Targeting platelet/endothelial cell adhesion molecule 1 enhances cisplatin sensitivity of human nasopharyngeal carcinoma cells exposed to ionizing radiation

Cancer cells develop multidrug resistance after receiving fractionated ionizing radiation. However, the mechanisms underlying this phenomenon remain unknown. This study aimed to investigate the role of platelet/endothelial cell adhesion molecule 1 (PECAM-1), which was induced by ionizing radiation, in overcoming cisplatin resistance of nasopharyngeal carcinoma (NPC) cells.

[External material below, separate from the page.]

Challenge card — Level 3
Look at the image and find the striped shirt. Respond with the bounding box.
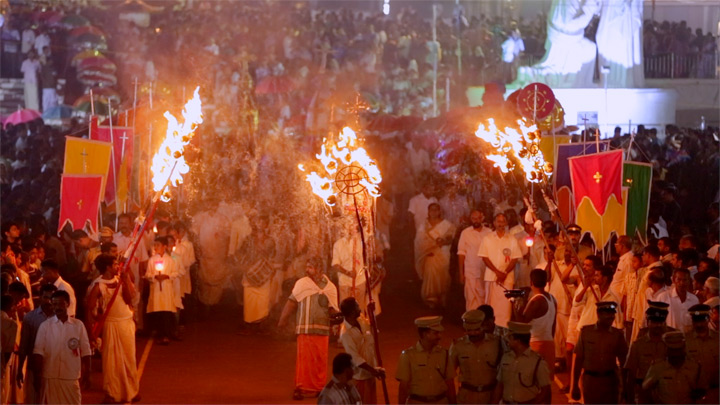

Human NPC cell line CNE1 was subjected to fractionated ionizing radiation to obtain a subline with the phenotype of multidrug resistance (designated as CNE1/R). PECAM-1 gene expression in CNE1/R cells was knocked down by stable transfection of pSilencer plasmid carrying specific small hairpin RNA. The transcripts of PECAM-1 and multidrug resistance gene 1 (MDR1) were analyzed by reverse transcription–polymerase chain reaction, and their encoding proteins were detected by Western blot analysis. The in-vitro viability of tumor cells was examined with MTT assay and flow cytometry analysis. The tumor growth in xenograft mice was determined by measuring tumor weights.

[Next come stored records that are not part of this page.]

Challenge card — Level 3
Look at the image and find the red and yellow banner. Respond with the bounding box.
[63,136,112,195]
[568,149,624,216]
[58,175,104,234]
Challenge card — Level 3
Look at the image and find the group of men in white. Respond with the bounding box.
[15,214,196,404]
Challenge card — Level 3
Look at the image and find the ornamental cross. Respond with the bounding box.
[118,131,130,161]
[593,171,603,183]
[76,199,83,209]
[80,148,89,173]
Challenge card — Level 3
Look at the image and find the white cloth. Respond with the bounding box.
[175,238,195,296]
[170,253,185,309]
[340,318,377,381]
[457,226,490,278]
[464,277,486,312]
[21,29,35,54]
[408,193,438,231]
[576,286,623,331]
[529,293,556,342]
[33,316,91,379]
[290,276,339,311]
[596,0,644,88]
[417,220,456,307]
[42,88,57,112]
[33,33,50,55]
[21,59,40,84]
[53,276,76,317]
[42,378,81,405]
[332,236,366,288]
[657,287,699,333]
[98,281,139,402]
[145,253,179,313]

The transcript and protein levels of PECAM-1 and MDR1 were concomitantly upregulated in CNE1 cells subjected to ionizing radiation. The inhibition of PECAM-1 expression with small hairpin RNA reduced the levels of MDR1 transcript and its encoding protein, P- glycoprotein. Furthermore, targeting PECAM-1 not only enhanced the sensitivity of irradiated CNE1 cells to cisplatin-mediated cell cytotoxicity in-vitro but also resulted in tumor regression in-vivo.

An increased PECAM-1 level in CNE1 cancer cells subjected to ionizing radiation contributed to cisplatin resistance via the upregulation of MDR1 expression. Thus, targeting PECAM-1 might help overcome drug resistance induced by ionizing radiation in CNE1 NPC cells.